On Mon, Dec 5, 2016 at 11:15 AM, Hans Leidekker hans@codeweavers.com wrote:
This doesn't work for a /25 network, for example. You really need to use the network mask here to calculate the broadcast address.
Hi, thanks for the review. As I wrote in the comments this is the most common estimate, it should be enough for the majority of home networks everywhere. So far there is only one application affected too which is a game. Checking if every packet is UDP and if every UDP packet is not in broadcast state and then checking if its address is a broadcast would be take too much time in a operation that has to be very fast. Unless I'm missing something as I said in the first version of the patch.
You are trading correctness for performance, and even with this filter the getsockopt calls are probably too expensive. I guess this information should somehow be cached.

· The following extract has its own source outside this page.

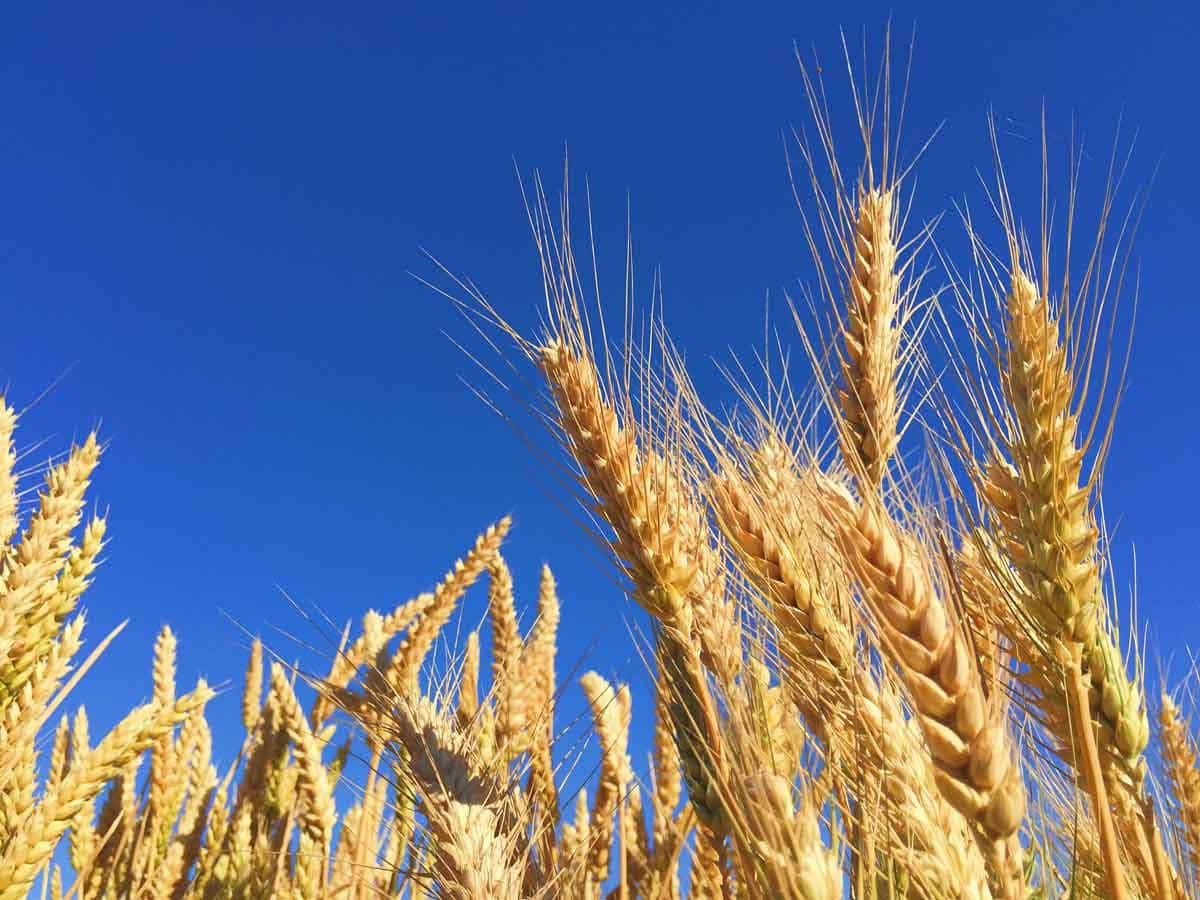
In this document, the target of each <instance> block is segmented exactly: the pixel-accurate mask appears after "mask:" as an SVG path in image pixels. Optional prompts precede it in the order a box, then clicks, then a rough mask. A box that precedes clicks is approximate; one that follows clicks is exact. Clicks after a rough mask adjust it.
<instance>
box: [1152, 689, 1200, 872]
mask: <svg viewBox="0 0 1200 900" xmlns="http://www.w3.org/2000/svg"><path fill="white" fill-rule="evenodd" d="M1162 703H1163V706H1162V709H1160V712H1159V716H1158V725H1159V733H1160V736H1162V748H1163V761H1164V763H1165V773H1166V785H1168V787H1169V788H1170V793H1171V798H1172V799H1174V800H1175V810H1176V815H1177V816H1178V821H1180V826H1181V828H1180V833H1181V835H1182V839H1183V840H1182V844H1183V848H1184V850H1186V851H1187V856H1188V862H1189V863H1190V865H1192V871H1193V877H1200V768H1198V767H1196V743H1195V738H1194V737H1193V736H1192V733H1190V728H1189V726H1188V722H1187V720H1186V719H1184V718H1183V714H1182V710H1181V709H1180V707H1178V704H1176V702H1175V700H1174V698H1172V697H1171V696H1170V695H1169V694H1166V692H1164V694H1163V700H1162Z"/></svg>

I agree with you, it is a tradeoff. The filter is fast because the patch reduces the scope of the test to only a few handful of packets that are probably broadcast addresses, only then it will check the broadcast flag and in the kernel this is very fast because judging by the kernel source code. Only if previous conditions are met it will check if it really was a broadcast address.
A different approach would be to let it hit EACCES when sending and check for the error and only then do all tests, that would still work and still be only a handful of packets but then we could check for the broadcast address everytime without suffering from performance and getting perfect correctness. What do you think?